Book Review: Ready Player One

If I ever were to dabble in reviewing novels or literature, you’d better believe it would most likely be related to comics or video games. While I admit I don’t read novels as often as I should, I did get a recommendation from a friend for this book and had a lot of time to kill on flights to Europe and back so I decided to pick up and copy and take it with me. Published in 2011, Ernest Cline’s Ready Player One is a must read for those with the love of all things 80s, video games, virtual reality, and a story reminiscent of classic childhood adventure movies.

Set not too far into the future, most of the world has become a filthy place both in a literal and metaphorical sense. An energy crisis coupled with the decay of the environment has spurred a new era of poverty and near collapse of society. Most of the common populace live in stacks of old trailers that offer little refuge from the acres of garbage below. In terms of wealth, few are comfortable and even less are considered wealthy except a few. For many, the only escape is into the OASIS, a virtual reality and MMORPG which almost the whole world plays. The OASIS is not simply a game though, it’s an entire virtual world. The OASIS credits are valued more than real money, school systems have moved entirely into cyberspace, and many people spend 100% of their waking time in the OASIS. Upon his death, the creator of the OASIS let the world know that if anyone were to find a hidden Easter egg he placed within the virtual world, they would be heir to his vast fortune. And so, the greatest scavenger hunt the world has ever known began, and five years later there was no progress. That is until Wade Watts stumbled upon the very first clue and the adventure took flight.

This book is a fun read all together, especially if you’re old enough to remember growing up in the 80s. From beginning to end, this book packs a thrill ride loaded with nostalgia that would make even a bored reader think “Hey I remember that!” It’s jam packed with references and throwbacks to some of the best of 80s culture such as old school arcade and video games and classic TV and movies.

Cline also does a great job of creating the virtual world of the OASIS as well. Aspects of all sorts of video games are lumped into the digital world that most of the book takes place in. Just like today’s MMORPGs, our group of characters grow stronger and level up, upgrade their weapons and spaceships, travel across galaxies, send in-game video messages, and post to forums about the OASIS. He also does not shy away from detailing the VR experience from the outside. Cline creates tiers of VR systems to log in and experience the OASIS. From a basic VR headset with some simple haptic gloves for feedback, to the full blown upscale apartments dedicated to life in the OASIS complete with full haptic body suits and ceiling apparatuses that mimic all motions experienced in cyberspace.

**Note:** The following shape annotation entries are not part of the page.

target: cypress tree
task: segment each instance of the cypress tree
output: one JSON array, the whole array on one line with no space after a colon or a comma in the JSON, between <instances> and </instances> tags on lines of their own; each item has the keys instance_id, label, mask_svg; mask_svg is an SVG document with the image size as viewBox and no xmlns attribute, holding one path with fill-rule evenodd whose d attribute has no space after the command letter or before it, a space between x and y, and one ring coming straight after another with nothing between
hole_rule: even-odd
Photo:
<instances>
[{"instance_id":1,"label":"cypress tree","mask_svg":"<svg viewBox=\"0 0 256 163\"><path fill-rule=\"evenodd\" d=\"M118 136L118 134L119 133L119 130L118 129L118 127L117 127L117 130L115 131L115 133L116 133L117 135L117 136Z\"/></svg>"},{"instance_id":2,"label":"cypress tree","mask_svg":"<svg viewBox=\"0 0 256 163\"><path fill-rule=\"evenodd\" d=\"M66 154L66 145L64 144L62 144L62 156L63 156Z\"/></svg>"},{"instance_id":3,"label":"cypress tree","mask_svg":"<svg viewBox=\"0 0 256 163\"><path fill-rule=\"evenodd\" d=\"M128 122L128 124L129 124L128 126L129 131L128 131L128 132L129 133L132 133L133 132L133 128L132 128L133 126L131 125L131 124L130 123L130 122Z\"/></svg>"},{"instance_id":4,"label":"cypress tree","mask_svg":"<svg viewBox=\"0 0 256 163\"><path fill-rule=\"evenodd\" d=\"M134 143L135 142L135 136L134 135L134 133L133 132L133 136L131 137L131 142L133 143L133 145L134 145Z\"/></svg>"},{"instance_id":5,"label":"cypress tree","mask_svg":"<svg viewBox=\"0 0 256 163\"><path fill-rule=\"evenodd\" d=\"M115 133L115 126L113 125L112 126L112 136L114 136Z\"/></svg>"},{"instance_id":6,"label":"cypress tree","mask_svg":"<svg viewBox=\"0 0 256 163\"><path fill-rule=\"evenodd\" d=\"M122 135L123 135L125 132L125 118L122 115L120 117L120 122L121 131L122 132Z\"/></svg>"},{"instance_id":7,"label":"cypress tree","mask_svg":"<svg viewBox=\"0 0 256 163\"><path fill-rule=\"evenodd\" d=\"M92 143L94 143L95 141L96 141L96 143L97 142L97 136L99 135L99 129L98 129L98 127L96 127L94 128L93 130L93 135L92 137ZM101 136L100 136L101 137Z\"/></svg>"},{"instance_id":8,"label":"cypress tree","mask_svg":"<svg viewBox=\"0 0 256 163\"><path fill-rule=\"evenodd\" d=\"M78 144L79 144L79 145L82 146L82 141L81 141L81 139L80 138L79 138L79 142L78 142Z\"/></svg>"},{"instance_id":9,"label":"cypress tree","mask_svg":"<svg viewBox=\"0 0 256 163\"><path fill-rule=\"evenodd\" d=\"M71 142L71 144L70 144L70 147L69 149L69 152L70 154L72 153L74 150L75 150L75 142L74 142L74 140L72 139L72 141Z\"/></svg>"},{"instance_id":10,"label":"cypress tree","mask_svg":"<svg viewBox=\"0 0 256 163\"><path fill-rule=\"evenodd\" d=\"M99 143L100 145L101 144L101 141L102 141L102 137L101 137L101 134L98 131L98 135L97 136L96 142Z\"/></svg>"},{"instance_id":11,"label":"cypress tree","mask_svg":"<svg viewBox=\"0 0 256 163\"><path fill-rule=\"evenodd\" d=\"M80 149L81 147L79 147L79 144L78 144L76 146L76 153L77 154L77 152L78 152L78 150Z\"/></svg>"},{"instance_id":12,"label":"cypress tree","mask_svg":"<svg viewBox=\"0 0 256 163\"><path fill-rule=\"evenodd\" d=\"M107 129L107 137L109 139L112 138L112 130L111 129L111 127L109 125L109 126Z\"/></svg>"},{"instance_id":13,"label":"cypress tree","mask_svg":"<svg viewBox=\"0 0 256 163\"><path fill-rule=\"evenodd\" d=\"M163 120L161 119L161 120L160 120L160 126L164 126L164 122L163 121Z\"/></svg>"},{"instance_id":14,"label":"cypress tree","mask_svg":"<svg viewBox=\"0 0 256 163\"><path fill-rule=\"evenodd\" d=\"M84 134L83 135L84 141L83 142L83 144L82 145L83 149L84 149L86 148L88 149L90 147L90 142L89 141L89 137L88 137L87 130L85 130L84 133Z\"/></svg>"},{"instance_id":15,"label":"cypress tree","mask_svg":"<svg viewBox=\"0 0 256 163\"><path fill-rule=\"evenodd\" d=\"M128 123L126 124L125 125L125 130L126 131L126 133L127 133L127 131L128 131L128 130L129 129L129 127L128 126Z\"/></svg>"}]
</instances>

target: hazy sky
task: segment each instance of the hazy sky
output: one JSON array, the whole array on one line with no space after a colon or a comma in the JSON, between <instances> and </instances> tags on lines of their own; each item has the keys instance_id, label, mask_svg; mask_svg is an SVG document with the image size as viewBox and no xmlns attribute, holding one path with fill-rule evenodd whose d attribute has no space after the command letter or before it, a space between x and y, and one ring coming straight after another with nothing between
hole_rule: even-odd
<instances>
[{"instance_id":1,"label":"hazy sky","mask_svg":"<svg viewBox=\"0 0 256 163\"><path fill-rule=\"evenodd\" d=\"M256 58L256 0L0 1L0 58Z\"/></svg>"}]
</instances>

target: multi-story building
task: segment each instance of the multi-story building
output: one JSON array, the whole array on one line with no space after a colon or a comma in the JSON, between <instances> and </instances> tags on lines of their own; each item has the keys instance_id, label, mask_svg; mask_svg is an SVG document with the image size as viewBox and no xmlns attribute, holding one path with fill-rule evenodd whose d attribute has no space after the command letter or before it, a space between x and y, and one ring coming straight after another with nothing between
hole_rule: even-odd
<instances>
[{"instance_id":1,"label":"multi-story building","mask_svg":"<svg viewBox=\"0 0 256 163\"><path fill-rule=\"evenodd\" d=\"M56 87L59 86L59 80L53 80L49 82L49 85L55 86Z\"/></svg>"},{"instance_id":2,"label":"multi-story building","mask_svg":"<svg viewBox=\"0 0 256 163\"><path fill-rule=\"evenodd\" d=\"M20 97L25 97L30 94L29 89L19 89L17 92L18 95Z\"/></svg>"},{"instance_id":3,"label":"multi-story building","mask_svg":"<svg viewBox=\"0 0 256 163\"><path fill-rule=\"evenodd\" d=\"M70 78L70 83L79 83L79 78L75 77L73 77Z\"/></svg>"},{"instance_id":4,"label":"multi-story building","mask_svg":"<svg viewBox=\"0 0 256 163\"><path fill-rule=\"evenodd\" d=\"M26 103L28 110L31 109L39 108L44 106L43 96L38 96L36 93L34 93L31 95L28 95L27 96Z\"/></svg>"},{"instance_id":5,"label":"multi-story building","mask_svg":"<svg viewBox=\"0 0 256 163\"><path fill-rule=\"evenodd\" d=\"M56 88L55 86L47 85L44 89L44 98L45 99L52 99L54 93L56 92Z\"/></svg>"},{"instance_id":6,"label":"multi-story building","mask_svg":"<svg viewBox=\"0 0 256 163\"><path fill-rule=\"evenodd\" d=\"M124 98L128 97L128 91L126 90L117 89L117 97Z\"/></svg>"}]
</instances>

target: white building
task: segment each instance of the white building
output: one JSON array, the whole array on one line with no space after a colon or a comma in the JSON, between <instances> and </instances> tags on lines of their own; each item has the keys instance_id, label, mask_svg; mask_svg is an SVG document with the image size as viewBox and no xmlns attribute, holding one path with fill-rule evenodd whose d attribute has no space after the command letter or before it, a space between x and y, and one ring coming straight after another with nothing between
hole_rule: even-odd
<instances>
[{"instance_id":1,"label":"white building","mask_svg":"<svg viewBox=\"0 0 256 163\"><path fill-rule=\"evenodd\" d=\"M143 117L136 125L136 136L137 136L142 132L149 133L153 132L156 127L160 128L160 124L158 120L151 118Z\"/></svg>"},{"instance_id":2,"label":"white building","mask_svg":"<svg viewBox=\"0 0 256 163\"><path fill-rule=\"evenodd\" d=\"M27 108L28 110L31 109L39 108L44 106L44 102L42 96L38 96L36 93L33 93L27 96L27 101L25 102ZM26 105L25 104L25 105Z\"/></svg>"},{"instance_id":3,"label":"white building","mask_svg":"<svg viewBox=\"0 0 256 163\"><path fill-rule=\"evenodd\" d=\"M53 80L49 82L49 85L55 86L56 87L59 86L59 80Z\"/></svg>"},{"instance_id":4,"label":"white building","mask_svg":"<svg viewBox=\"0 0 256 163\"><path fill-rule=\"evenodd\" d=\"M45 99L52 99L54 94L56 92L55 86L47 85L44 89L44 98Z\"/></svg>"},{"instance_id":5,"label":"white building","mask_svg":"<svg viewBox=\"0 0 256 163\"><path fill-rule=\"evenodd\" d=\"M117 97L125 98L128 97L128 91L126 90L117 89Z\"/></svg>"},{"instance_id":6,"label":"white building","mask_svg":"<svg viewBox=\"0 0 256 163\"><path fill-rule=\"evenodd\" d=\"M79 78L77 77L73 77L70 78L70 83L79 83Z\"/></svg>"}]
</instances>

The book itself is not an overly difficult read and does not try to be too vague or complex. Great for younger readers who are at the height of their fondness of video games but not too simple to bore more mature readers. The story isn’t overly prolific, and sometimes even slightly predictable or clichéd, yet still manages to be satisfying and keep readers wanting to flip the page. The adventure itself seems to be a throwback on its own as it heavily reminded me of child adventure movies like E.T., Stand by Me, The Goonies, or the more modern Stranger Things (which was set in the 80s of course). Though I wouldn’t say Ready Player One is a ground breaking prolific novel that can rival Shakespeare, I will still give the book great praise for its entertainment factor that many millennials (or even younger) will enjoy.

As a side note, Ready Player One is in production to become a movie in the near future and I’m more than excited to see Simon Pegg as a major character (though I don’t think he really fits the particular role). If you’re a fan of reading a book and comparing the on screen adaptation then get on this!